Here’s an informal experiment I did that you can try for yourself. I searched Google for recent news articles with the keyword “ADHD” to see how many specifically were about children with ADHD versus how many were about adults or ADHDers in general.
Of the ten articles on the first page of news results I got, seven were specifically about children with ADHD.
That’s a pretty high proportion – it’s not really in line with most other mental health conditions, as far as I’m aware. When I searched for “anxiety,” for example, only two of the ten articles that came up were about anxiety in children.
To adults with ADHD, the results of my not-very-scientific experiment won’t be a great surprise. We know that resources, literature, and even scientific research related to ADHD tends to be heavily targeted toward children with ADHD.
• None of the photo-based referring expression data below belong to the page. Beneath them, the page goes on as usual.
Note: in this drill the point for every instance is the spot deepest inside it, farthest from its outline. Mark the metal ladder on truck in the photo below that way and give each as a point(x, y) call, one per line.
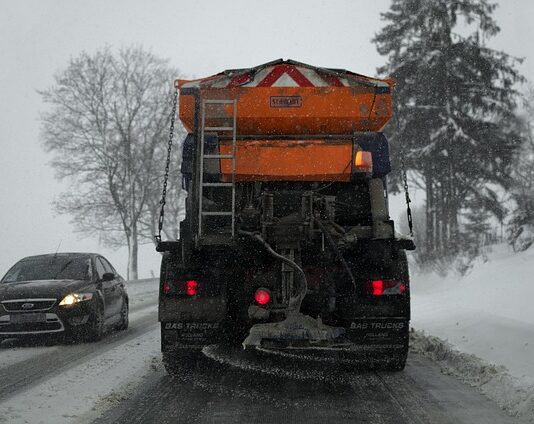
point(202, 213)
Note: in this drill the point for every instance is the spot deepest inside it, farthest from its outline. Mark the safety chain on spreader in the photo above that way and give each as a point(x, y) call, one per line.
point(167, 166)
point(407, 194)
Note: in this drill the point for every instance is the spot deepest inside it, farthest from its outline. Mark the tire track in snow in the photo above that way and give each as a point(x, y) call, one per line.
point(18, 376)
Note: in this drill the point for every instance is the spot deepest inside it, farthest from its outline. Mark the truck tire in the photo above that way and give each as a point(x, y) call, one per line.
point(180, 362)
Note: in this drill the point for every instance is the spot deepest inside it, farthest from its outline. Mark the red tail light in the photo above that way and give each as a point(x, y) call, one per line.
point(191, 287)
point(262, 297)
point(166, 287)
point(386, 287)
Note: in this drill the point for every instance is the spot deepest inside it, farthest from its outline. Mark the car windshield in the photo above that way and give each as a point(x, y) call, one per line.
point(49, 268)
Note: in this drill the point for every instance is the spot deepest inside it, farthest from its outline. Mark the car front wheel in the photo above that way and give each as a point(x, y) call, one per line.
point(96, 325)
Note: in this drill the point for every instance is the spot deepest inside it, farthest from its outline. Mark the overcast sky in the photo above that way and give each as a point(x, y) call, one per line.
point(200, 38)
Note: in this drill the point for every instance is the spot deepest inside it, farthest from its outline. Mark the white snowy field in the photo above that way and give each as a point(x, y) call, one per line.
point(488, 313)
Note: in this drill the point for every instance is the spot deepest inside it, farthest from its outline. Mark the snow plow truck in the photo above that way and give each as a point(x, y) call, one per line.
point(287, 241)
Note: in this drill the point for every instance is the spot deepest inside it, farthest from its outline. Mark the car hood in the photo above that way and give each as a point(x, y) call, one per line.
point(36, 289)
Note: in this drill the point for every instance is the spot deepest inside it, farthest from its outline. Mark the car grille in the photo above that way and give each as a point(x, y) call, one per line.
point(28, 305)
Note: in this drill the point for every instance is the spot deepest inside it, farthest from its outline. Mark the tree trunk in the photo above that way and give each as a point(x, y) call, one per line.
point(133, 249)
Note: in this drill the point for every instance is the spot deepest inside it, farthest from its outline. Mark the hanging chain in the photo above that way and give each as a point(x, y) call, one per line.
point(167, 167)
point(407, 194)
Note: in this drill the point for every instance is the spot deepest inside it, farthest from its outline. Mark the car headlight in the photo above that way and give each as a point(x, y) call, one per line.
point(73, 298)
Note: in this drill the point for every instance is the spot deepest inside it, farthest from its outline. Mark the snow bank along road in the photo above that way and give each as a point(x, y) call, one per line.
point(120, 379)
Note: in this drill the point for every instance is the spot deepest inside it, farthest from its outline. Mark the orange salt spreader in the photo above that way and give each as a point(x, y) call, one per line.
point(294, 122)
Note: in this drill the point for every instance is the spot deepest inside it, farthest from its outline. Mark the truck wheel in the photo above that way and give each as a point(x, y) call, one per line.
point(96, 325)
point(180, 362)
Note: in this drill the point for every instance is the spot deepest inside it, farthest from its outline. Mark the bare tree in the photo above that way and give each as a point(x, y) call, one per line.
point(107, 127)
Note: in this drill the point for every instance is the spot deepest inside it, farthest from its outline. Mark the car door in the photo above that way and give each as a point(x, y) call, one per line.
point(118, 286)
point(107, 287)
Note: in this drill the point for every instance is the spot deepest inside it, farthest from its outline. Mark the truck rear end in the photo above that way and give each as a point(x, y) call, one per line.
point(287, 241)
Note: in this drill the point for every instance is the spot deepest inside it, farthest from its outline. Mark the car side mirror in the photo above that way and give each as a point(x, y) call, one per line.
point(108, 276)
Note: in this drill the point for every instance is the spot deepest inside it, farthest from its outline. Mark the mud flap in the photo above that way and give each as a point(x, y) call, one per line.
point(379, 335)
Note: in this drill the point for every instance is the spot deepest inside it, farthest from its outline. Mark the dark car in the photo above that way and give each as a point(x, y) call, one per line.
point(79, 295)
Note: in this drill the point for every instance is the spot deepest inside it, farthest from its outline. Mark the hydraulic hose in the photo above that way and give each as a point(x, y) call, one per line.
point(336, 251)
point(296, 301)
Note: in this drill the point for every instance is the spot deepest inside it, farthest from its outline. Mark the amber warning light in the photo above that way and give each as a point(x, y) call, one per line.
point(363, 161)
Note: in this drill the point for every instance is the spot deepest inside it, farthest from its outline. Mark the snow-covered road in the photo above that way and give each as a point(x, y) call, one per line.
point(121, 379)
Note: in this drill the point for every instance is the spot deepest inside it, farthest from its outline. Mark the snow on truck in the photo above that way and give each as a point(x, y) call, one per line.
point(287, 241)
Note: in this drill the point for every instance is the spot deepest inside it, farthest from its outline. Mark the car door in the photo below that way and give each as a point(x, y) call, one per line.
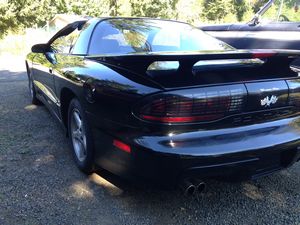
point(47, 66)
point(43, 79)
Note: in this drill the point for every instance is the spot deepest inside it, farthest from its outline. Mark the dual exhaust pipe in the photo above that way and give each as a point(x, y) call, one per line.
point(192, 186)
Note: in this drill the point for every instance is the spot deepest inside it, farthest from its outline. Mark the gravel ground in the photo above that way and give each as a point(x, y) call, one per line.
point(40, 184)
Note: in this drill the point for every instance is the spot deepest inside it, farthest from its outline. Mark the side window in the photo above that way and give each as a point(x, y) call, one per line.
point(117, 39)
point(64, 44)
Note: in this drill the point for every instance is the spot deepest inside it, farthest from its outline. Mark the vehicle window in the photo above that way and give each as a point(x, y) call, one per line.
point(283, 10)
point(64, 44)
point(122, 36)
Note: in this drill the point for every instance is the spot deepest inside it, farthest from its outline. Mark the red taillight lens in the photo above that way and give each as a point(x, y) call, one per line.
point(195, 105)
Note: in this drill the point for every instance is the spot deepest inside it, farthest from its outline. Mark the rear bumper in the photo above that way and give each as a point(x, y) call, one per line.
point(243, 152)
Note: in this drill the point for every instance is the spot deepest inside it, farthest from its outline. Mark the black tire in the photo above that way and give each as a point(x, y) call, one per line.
point(32, 90)
point(84, 161)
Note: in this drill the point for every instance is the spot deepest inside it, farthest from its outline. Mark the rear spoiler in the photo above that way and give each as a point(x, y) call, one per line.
point(139, 62)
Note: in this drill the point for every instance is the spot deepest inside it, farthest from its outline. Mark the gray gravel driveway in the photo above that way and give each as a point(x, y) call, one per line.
point(40, 184)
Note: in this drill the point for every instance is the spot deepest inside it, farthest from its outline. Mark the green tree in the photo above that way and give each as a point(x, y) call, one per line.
point(216, 10)
point(153, 8)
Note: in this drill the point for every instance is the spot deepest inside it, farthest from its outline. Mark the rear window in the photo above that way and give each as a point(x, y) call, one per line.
point(123, 36)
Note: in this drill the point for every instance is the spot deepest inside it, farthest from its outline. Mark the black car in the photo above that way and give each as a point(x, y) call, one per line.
point(275, 26)
point(161, 101)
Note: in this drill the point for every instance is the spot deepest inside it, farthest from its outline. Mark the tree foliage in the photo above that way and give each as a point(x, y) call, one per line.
point(16, 15)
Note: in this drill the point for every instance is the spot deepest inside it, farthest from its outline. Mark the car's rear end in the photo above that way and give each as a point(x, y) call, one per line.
point(213, 113)
point(240, 118)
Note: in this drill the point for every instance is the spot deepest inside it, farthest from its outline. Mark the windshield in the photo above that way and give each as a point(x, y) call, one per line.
point(123, 36)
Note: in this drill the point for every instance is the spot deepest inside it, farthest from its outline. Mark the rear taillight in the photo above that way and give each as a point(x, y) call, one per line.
point(194, 105)
point(294, 92)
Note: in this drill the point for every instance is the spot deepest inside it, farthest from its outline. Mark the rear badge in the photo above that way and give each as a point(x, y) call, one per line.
point(268, 101)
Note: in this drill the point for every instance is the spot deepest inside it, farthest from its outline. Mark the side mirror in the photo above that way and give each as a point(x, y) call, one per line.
point(40, 48)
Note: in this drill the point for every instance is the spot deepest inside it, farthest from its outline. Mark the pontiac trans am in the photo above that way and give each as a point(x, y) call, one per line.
point(159, 100)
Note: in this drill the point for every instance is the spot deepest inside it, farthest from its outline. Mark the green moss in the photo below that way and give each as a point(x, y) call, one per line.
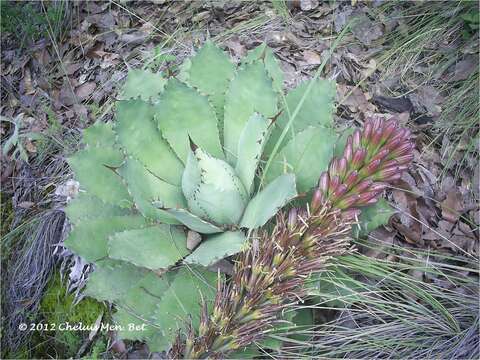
point(58, 307)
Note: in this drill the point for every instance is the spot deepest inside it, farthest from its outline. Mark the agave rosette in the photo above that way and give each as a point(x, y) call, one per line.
point(189, 153)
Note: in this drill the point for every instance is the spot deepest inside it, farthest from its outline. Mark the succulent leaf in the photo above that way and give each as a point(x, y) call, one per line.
point(146, 188)
point(155, 247)
point(306, 155)
point(268, 201)
point(217, 247)
point(182, 300)
point(250, 91)
point(112, 279)
point(316, 110)
point(142, 84)
point(93, 169)
point(138, 305)
point(220, 196)
point(250, 147)
point(139, 136)
point(193, 221)
point(264, 53)
point(89, 238)
point(85, 207)
point(183, 112)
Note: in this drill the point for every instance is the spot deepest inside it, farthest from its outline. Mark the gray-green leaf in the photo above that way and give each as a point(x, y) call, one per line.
point(268, 201)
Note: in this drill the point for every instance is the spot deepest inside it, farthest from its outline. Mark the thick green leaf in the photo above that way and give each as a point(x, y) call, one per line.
point(158, 306)
point(264, 53)
point(193, 222)
point(316, 110)
point(155, 247)
point(268, 201)
point(86, 206)
point(217, 247)
point(306, 155)
point(99, 135)
point(89, 238)
point(372, 217)
point(183, 112)
point(112, 279)
point(140, 137)
point(136, 309)
point(146, 188)
point(250, 91)
point(220, 196)
point(250, 147)
point(210, 72)
point(143, 84)
point(182, 301)
point(192, 176)
point(93, 169)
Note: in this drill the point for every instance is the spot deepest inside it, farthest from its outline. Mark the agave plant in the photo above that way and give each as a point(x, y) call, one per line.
point(216, 150)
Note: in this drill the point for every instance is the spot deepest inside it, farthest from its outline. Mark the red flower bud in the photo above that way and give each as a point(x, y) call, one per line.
point(358, 158)
point(377, 137)
point(399, 134)
point(370, 202)
point(348, 202)
point(351, 214)
point(382, 154)
point(376, 124)
point(362, 186)
point(404, 159)
point(340, 191)
point(366, 197)
point(377, 186)
point(324, 182)
point(292, 218)
point(388, 130)
point(348, 152)
point(317, 199)
point(334, 183)
point(351, 178)
point(357, 139)
point(389, 163)
point(386, 172)
point(402, 150)
point(333, 167)
point(367, 133)
point(370, 169)
point(342, 167)
point(393, 177)
point(393, 143)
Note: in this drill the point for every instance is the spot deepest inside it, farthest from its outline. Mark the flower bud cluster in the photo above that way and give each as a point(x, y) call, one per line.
point(269, 274)
point(372, 158)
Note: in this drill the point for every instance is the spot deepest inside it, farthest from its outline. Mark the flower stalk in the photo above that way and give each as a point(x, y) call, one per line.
point(270, 273)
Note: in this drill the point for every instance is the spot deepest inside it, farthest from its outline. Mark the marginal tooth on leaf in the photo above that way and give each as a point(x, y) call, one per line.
point(324, 182)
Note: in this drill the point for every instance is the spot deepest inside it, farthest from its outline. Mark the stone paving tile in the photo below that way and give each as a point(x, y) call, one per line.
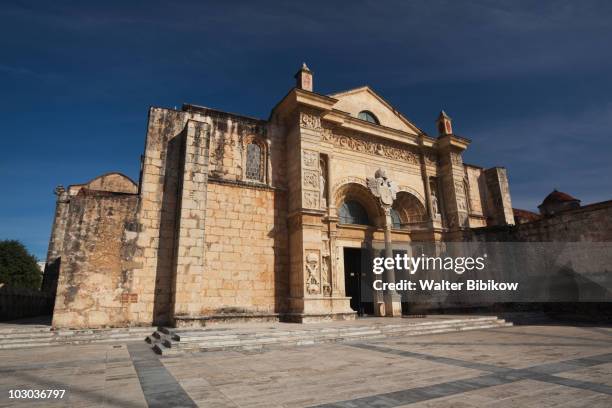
point(601, 374)
point(527, 366)
point(528, 343)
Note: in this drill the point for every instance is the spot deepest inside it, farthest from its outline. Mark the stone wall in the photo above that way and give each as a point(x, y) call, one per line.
point(16, 303)
point(174, 194)
point(94, 283)
point(245, 250)
point(590, 223)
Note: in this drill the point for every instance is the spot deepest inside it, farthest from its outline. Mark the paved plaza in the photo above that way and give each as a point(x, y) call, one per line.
point(521, 366)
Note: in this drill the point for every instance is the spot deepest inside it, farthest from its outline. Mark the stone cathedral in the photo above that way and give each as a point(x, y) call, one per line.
point(238, 218)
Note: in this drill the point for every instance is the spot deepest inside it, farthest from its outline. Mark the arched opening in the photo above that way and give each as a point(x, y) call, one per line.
point(407, 210)
point(356, 205)
point(352, 212)
point(254, 162)
point(368, 117)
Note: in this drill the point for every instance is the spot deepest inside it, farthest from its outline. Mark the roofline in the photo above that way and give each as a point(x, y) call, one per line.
point(368, 88)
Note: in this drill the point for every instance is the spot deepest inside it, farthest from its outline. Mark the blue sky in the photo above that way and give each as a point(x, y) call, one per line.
point(529, 82)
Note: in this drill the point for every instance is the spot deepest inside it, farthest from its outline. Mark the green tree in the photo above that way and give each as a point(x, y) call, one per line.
point(18, 268)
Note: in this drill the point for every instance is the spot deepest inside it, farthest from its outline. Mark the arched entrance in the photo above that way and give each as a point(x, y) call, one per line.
point(359, 216)
point(360, 237)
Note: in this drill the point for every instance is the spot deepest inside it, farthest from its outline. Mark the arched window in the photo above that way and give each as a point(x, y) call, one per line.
point(395, 219)
point(368, 117)
point(254, 162)
point(351, 212)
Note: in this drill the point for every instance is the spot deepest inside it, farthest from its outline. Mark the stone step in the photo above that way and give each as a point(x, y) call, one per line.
point(212, 334)
point(176, 342)
point(23, 339)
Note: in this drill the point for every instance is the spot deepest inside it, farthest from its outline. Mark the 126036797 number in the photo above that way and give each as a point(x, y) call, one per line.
point(36, 394)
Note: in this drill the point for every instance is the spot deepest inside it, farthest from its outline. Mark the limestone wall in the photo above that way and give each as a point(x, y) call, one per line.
point(94, 281)
point(16, 303)
point(591, 223)
point(245, 250)
point(173, 186)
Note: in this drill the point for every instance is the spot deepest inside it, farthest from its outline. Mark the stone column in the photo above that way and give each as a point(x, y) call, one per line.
point(393, 301)
point(56, 242)
point(498, 196)
point(451, 178)
point(386, 190)
point(191, 217)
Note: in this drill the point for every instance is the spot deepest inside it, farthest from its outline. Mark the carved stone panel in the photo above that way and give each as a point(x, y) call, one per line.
point(361, 144)
point(311, 180)
point(310, 158)
point(310, 199)
point(313, 282)
point(310, 121)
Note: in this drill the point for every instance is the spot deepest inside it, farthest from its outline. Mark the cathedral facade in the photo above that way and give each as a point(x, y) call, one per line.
point(239, 218)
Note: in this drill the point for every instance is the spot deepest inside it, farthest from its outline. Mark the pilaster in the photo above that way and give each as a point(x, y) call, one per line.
point(191, 217)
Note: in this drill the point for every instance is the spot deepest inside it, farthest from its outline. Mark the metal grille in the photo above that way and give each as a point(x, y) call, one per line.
point(253, 165)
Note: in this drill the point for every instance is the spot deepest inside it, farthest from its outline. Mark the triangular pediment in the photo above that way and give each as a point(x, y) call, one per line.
point(364, 98)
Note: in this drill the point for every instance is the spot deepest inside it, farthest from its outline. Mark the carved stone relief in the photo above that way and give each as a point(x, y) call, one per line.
point(311, 180)
point(313, 286)
point(310, 121)
point(310, 158)
point(431, 159)
point(360, 144)
point(310, 199)
point(323, 180)
point(456, 159)
point(326, 275)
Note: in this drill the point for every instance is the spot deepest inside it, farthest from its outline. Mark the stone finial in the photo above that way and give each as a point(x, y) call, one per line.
point(304, 78)
point(444, 124)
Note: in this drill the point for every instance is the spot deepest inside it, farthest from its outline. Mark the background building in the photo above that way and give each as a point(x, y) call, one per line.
point(235, 217)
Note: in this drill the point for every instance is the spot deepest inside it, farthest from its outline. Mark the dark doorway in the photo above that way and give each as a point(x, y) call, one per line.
point(354, 280)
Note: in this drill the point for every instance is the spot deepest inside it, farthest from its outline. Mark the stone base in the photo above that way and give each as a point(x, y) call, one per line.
point(201, 321)
point(318, 309)
point(393, 305)
point(317, 318)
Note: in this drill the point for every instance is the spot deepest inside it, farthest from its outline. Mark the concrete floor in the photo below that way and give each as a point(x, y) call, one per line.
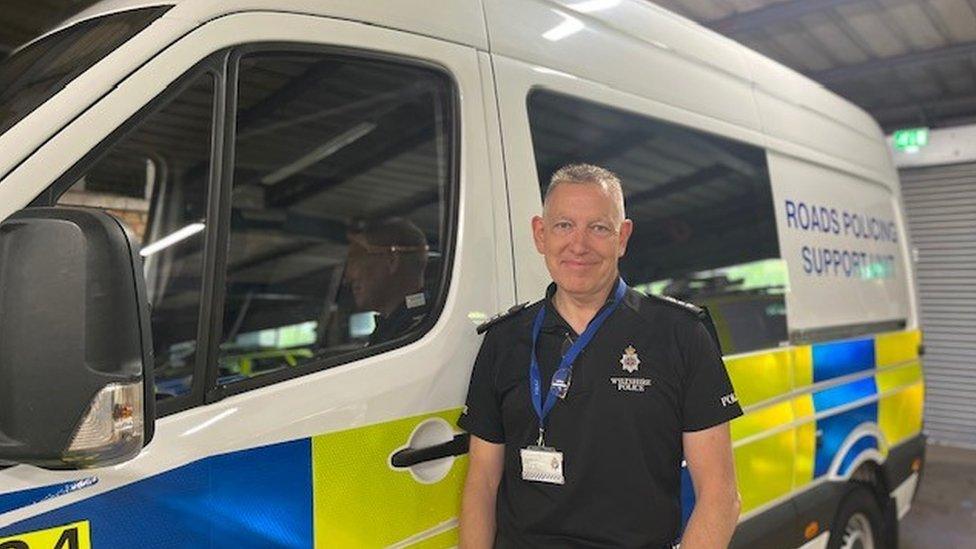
point(944, 512)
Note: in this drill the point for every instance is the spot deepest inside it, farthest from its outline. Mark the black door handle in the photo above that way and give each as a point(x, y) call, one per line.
point(408, 457)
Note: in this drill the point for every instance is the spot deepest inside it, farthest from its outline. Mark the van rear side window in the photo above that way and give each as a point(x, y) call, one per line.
point(704, 225)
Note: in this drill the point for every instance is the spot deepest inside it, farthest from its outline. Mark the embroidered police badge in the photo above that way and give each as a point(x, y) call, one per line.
point(629, 359)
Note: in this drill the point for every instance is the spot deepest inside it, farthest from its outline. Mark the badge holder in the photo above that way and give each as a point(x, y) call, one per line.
point(541, 463)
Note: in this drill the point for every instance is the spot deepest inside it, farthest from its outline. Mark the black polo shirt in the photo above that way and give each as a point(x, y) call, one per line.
point(619, 428)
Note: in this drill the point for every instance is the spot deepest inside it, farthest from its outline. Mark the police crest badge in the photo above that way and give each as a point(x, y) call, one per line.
point(629, 359)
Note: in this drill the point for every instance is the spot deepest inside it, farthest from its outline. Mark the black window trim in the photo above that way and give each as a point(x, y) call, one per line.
point(216, 392)
point(214, 66)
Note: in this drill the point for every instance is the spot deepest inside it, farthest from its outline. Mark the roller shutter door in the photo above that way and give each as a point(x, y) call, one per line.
point(941, 206)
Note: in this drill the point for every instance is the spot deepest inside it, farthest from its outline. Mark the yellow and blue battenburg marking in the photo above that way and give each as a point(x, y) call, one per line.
point(337, 490)
point(330, 490)
point(805, 404)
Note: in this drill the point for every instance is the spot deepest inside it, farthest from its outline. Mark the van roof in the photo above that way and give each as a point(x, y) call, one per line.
point(787, 105)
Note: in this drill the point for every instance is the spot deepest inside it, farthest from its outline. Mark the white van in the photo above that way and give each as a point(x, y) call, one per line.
point(314, 203)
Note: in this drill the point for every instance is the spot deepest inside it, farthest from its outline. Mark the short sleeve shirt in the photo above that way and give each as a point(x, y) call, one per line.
point(651, 373)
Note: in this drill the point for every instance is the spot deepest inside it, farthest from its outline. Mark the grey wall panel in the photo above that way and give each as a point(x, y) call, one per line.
point(940, 203)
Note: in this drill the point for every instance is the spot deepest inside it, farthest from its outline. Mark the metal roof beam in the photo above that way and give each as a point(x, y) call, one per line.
point(771, 15)
point(933, 112)
point(925, 57)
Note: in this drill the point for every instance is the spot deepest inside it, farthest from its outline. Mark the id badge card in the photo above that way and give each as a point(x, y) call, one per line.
point(542, 464)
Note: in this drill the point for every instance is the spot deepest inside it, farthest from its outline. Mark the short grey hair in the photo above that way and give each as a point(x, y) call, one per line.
point(588, 174)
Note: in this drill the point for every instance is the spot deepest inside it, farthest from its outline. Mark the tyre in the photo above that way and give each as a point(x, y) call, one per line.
point(858, 523)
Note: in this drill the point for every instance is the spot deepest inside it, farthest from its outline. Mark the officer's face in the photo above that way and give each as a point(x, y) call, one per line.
point(581, 237)
point(367, 275)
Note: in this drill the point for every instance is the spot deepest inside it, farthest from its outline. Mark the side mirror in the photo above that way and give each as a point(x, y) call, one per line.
point(76, 382)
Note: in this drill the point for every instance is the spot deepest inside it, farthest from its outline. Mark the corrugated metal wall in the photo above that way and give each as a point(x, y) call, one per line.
point(941, 208)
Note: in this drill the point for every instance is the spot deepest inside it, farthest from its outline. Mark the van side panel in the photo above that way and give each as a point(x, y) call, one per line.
point(843, 247)
point(591, 46)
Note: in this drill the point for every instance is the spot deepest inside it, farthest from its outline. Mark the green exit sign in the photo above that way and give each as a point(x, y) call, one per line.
point(911, 139)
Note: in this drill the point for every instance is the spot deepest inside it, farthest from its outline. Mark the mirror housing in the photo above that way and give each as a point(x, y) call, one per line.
point(76, 365)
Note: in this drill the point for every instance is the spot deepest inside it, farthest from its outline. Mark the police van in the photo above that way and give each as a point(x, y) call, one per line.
point(245, 246)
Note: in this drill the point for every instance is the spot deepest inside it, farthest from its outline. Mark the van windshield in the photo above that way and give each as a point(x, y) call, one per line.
point(34, 74)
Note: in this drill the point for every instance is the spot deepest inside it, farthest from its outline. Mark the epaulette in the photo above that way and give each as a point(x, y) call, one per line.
point(700, 312)
point(500, 317)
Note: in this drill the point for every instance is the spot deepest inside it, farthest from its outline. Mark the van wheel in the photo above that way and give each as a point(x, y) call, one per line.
point(858, 523)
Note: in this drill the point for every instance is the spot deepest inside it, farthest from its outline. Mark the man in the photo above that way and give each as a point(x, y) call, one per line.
point(581, 446)
point(385, 271)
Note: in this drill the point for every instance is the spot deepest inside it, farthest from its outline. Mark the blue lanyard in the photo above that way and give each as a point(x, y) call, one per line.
point(560, 379)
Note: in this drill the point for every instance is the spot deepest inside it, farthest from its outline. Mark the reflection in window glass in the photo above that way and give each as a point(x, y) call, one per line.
point(704, 229)
point(338, 208)
point(155, 180)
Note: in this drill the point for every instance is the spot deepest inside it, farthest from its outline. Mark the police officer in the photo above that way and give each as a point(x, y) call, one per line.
point(385, 271)
point(582, 406)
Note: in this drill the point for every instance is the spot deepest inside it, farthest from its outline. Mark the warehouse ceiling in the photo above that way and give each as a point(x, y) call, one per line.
point(907, 62)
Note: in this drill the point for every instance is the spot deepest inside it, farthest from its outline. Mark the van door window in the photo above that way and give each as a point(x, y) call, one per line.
point(338, 215)
point(704, 227)
point(155, 179)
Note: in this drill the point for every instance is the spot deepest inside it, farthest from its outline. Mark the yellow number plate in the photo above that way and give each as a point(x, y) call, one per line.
point(68, 536)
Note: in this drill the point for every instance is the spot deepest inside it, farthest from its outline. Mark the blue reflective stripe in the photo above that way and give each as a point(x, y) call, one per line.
point(867, 442)
point(261, 497)
point(838, 359)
In fact, when I link to research in these blog posts, it’s more than once that I’ve had to link to studies that were done on children with ADHD and basically say: “We know this is true for children with ADHD, but we can’t say for sure whether it’s true for adults because the research simply hasn’t been done.”
So the question I want to ask is: why do we seem to talk about ADHD in childhood so much more than ADHD in adulthood? Especially when we know that many children with ADHD will go on to become adults with ADHD?
One possible answer is that ADHD symptoms often show up early, so there are a lot of parents looking for answers. Then there’s the fact that adult ADHD has been recognized as a problem only more recently, in historical terms. But I don’t think either of these by itself is an adequate explanation.
When thinking about ADHD in childhood vs. adulthood, something that seems worth keeping in mind is that children have very little ability to structure their life in the way that works best for them. Specifically, children basically spend all their time in school, which is a uniquely unforgiving environment for ADHDers.
I often make the point that one of the best ways to cope with ADHD is to change your environment. Find a job that fits with how your brain works. Organize your life in a way that accommodates your symptoms. That’s not an option for children, though. In fact, children’s options for coping with ADHD are limited, which potentially makes their symptoms more pronounced.
In some ways, that’s more a commentary on our education system than anything else. What I’m getting at here is that ADHD in childhood might seem especially problematic because our schools are so bad at accommodating people who learn in different ways.
But that’s still not a complete explanation, in my view. Rather, I think a part of this is just the fact that we can be slow to adjust our attitudes to scientific findings. Even though research tells us that ADHD in adulthood is an issue that needs our attention (no pun intended), that awareness has been slow to trickle out. Veeerrry slow.
Happily, I think we are gradually moving in the right direction. Three out of ten recent news articles acknowledging adult ADHD is better than zero out of ten. And as a childless millennial who often writes about ADHD without mentioning kids at all, hopefully I am doing my part to shift the needle in the direction of taking seriously ADHD in adults!